Artists Village residents, such as OC/LA hair stylist/studio/gallery owner/DJ Chris Hall, agree: "[Santa Ana] needs to focus on the arts, but at the same time there needs to be an infrastructure in the Artists Village," Hall says. "Places to eat, places to drink—but it's an artists' village, not a Gaslamp [San Diego's downtown barhopping borough]. Anything that goes in [to the village] that is like Memphis would be infrastructure for it."
Indeed, 10 years on, it seems that, for a number of county residents, the phrase "like Memphis" no longer merely implies high-quality DJs, or affordable drinks—or even painfully delicious pan-fried chicken—but rather something far greater: what it means for you—and your neighborhood—when Bradley, Vasquez and Velasco move in.

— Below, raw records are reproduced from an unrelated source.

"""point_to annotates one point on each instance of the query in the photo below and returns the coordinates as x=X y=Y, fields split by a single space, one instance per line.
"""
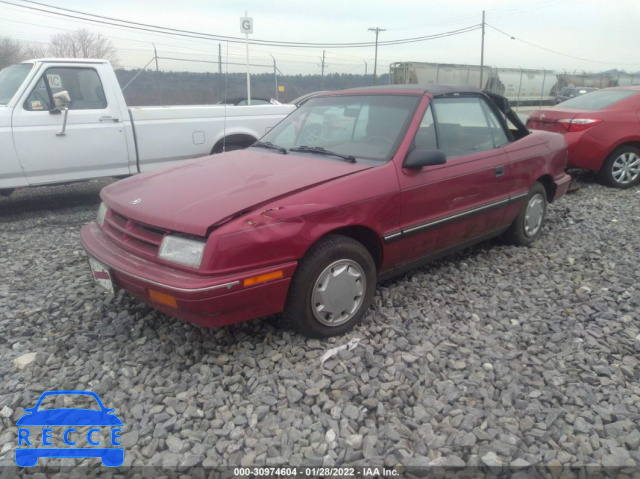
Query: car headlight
x=102 y=212
x=181 y=250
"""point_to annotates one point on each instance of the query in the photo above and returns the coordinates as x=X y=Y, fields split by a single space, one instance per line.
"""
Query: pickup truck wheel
x=527 y=226
x=621 y=168
x=331 y=289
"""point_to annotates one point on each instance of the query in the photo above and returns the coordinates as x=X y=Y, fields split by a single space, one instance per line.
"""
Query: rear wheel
x=622 y=168
x=526 y=228
x=331 y=289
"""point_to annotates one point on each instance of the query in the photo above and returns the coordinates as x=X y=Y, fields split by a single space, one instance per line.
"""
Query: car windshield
x=596 y=100
x=361 y=126
x=10 y=80
x=74 y=401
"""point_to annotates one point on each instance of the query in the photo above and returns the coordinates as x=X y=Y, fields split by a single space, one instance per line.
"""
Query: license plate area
x=101 y=275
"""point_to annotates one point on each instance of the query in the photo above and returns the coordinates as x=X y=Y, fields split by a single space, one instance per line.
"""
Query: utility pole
x=246 y=27
x=323 y=65
x=375 y=61
x=482 y=52
x=275 y=74
x=158 y=90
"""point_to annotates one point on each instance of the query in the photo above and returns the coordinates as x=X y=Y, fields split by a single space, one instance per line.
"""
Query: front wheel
x=527 y=226
x=332 y=288
x=622 y=168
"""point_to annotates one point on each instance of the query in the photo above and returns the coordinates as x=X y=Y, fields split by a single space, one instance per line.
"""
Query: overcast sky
x=590 y=35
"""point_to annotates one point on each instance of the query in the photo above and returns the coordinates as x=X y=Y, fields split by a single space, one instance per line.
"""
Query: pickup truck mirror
x=61 y=100
x=418 y=158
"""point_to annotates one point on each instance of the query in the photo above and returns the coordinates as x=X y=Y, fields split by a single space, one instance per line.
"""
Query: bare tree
x=35 y=50
x=11 y=51
x=81 y=44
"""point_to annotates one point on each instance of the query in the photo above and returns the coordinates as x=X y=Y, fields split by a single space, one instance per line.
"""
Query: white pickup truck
x=64 y=120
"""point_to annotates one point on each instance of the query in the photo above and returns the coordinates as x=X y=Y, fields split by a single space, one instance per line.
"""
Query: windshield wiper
x=323 y=151
x=270 y=146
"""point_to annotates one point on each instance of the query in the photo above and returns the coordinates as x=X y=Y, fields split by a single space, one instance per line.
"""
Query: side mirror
x=418 y=158
x=61 y=100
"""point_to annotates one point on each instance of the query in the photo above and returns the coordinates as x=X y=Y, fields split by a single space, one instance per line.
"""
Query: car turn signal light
x=163 y=298
x=263 y=278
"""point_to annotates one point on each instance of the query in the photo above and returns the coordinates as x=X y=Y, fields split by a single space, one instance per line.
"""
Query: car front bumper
x=199 y=299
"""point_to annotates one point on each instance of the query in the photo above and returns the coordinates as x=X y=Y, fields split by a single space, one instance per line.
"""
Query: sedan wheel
x=527 y=226
x=331 y=289
x=338 y=292
x=622 y=168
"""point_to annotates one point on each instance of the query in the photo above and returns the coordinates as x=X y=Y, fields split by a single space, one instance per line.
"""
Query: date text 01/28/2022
x=314 y=472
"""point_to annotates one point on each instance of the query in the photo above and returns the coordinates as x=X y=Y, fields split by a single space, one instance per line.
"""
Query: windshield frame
x=300 y=118
x=592 y=97
x=13 y=68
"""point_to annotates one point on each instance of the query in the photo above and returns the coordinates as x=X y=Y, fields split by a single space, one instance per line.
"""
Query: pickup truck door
x=93 y=144
x=446 y=206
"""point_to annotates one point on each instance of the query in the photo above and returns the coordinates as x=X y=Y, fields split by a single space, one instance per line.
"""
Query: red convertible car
x=602 y=129
x=352 y=187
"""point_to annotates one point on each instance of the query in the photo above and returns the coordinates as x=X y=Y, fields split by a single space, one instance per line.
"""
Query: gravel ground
x=495 y=358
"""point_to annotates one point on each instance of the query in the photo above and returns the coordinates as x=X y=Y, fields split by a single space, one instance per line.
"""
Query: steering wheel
x=311 y=134
x=380 y=140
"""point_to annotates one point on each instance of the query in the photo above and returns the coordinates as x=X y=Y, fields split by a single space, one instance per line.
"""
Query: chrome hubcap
x=338 y=292
x=626 y=168
x=534 y=214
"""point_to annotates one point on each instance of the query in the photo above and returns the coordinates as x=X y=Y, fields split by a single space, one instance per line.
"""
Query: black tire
x=523 y=232
x=621 y=169
x=355 y=273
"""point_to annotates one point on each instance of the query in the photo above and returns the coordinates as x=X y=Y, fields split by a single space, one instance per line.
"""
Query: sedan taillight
x=579 y=124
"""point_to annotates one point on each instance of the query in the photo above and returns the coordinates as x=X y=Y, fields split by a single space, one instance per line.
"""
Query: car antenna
x=224 y=122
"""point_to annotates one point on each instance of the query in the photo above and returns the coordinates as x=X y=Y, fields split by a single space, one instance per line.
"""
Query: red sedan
x=352 y=187
x=602 y=129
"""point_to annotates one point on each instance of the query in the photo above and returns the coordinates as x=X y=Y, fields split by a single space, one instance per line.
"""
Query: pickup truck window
x=10 y=80
x=462 y=126
x=83 y=85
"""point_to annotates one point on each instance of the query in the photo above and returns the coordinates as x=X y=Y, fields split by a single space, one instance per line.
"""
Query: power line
x=104 y=20
x=558 y=53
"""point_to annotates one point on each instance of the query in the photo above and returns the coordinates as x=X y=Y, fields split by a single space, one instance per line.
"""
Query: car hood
x=69 y=417
x=196 y=195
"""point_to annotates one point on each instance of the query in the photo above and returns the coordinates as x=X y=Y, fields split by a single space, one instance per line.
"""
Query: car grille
x=133 y=236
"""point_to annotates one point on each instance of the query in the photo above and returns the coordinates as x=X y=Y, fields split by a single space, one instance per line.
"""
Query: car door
x=446 y=206
x=93 y=143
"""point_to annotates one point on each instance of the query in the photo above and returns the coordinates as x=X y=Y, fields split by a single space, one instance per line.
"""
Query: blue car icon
x=68 y=417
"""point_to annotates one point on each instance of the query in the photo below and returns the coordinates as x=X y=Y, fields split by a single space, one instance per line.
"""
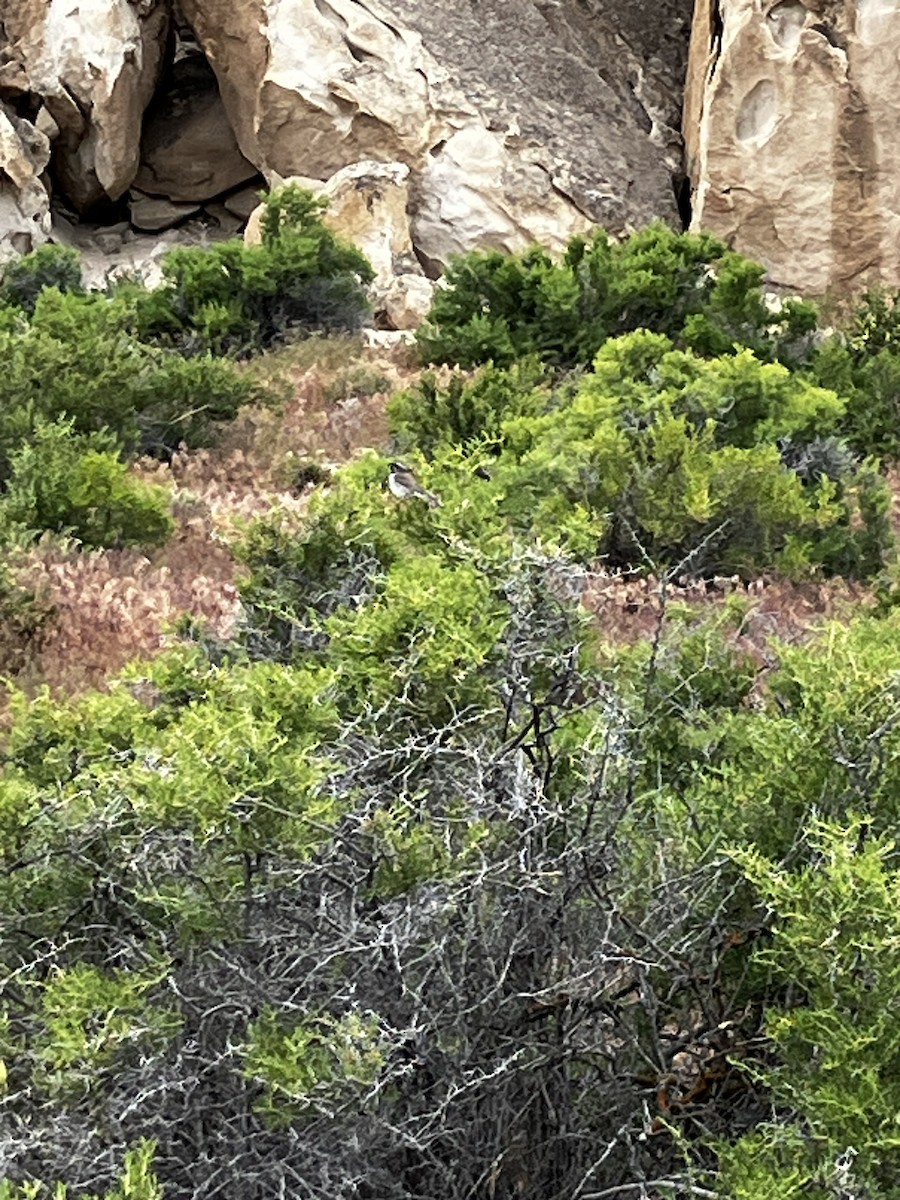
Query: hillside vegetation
x=430 y=873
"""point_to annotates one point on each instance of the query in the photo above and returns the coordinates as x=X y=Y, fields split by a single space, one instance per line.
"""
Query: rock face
x=94 y=66
x=189 y=150
x=367 y=205
x=519 y=120
x=24 y=203
x=790 y=124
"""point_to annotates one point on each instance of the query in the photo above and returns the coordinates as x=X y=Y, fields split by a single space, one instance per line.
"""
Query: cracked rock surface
x=519 y=120
x=791 y=119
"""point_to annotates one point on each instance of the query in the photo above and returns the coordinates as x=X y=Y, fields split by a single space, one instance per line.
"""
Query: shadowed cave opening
x=192 y=186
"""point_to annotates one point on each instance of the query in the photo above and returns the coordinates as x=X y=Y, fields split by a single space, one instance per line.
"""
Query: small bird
x=403 y=484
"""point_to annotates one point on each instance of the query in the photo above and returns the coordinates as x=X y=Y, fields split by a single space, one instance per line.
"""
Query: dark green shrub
x=466 y=411
x=76 y=359
x=48 y=267
x=666 y=457
x=497 y=307
x=76 y=484
x=235 y=299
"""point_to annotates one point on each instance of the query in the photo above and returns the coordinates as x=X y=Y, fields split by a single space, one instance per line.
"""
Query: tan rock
x=95 y=65
x=315 y=85
x=24 y=202
x=471 y=193
x=406 y=301
x=369 y=207
x=790 y=124
x=189 y=150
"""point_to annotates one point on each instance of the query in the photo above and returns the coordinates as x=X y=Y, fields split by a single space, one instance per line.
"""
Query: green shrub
x=48 y=267
x=834 y=947
x=76 y=484
x=497 y=307
x=665 y=457
x=862 y=363
x=466 y=412
x=77 y=360
x=235 y=299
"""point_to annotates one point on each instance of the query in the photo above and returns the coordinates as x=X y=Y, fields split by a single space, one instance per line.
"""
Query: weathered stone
x=471 y=193
x=406 y=301
x=229 y=225
x=367 y=205
x=576 y=107
x=189 y=150
x=790 y=123
x=243 y=202
x=24 y=203
x=95 y=65
x=155 y=213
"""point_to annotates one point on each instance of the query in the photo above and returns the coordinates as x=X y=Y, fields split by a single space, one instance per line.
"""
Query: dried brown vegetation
x=328 y=401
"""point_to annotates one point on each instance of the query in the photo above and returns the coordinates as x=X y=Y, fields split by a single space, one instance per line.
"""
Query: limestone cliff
x=790 y=123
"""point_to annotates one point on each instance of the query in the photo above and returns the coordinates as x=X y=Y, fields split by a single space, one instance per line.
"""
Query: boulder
x=573 y=103
x=189 y=150
x=95 y=65
x=790 y=125
x=367 y=205
x=24 y=203
x=241 y=203
x=155 y=213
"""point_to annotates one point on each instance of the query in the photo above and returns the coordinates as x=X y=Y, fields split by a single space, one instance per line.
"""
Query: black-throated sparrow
x=403 y=484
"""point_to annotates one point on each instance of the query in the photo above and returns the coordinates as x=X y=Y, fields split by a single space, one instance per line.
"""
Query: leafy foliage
x=237 y=299
x=78 y=485
x=48 y=267
x=497 y=307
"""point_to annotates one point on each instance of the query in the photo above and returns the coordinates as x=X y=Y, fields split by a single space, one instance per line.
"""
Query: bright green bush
x=48 y=267
x=136 y=1182
x=466 y=411
x=77 y=484
x=837 y=924
x=665 y=457
x=497 y=307
x=77 y=360
x=237 y=299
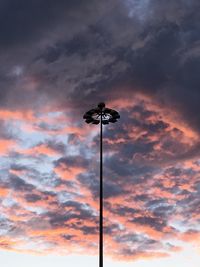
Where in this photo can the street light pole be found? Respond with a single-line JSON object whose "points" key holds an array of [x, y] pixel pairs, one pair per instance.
{"points": [[101, 115]]}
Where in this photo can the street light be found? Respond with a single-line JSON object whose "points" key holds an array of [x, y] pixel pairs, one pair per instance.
{"points": [[101, 115]]}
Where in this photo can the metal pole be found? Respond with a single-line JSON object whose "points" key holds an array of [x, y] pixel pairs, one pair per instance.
{"points": [[101, 198], [101, 115]]}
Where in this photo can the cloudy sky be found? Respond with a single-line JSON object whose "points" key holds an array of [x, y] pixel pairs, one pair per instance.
{"points": [[60, 59]]}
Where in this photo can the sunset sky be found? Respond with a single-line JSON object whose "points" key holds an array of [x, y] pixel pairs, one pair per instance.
{"points": [[58, 60]]}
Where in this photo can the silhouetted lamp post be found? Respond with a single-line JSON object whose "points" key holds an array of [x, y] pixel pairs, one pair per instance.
{"points": [[101, 115]]}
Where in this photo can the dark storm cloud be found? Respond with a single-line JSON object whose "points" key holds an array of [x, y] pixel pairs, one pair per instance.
{"points": [[21, 20]]}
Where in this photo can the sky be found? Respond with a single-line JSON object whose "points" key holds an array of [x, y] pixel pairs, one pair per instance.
{"points": [[58, 60]]}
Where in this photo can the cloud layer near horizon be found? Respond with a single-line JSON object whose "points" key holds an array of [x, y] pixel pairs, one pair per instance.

"They've been very active and involved in what happens in the Artists Village," remarks Hall. "[Bradley] has been working with the Business Improvement District and the Artists Village Association. He lives and owns a business in Costa Mesa and yet spends a lot of time [in Santa Ana]. He's not just throwing a restaurant down there just to make mad cash."
* * *
"I personally would love to do a small hotel," Valdez continues matter-of-factly when elaborating on the Memphis Group's plans for the future. "I'd like to continue to just give back, to challenge ourselves and challenge the area—scoop up an Ali Baba [motel, along the 55 in Costa Mesa] and turn it into a 25-suite, three-rooms-to-a-suite boutique hotel."
And it is perhaps here—in the redevelopment of cities such as Costa Mesa and Santa Ana and others like Tustin and Orange—where the Memphis Group's latest endeavor (that is, after becoming Orange County's answer to the Troubadour and opening a gay bar) will have the most impact: the formation of a consulting group, which will aid investors with an interest in purchasing and operating bars and restaurants by recommending and scouting locations, conceptualizing design elements, navigating city ordinances and red tape—even hiring management.
Given that the Memphis Group intends initially to focus on what's already familiar—Costa Mesa and Santa Ana—as well as agree only to work with "like-minded individuals" (there it is again!), it isn't difficult to picture the trio's superbly styled, classy, affordable and positive blend of nightlife popping up in a bar or restaurant every few blocks within the next five years or so.
"It's a logical progression," Valdez says. "You can't keep running and purchasing things by yourself forever. You'll hit a wall."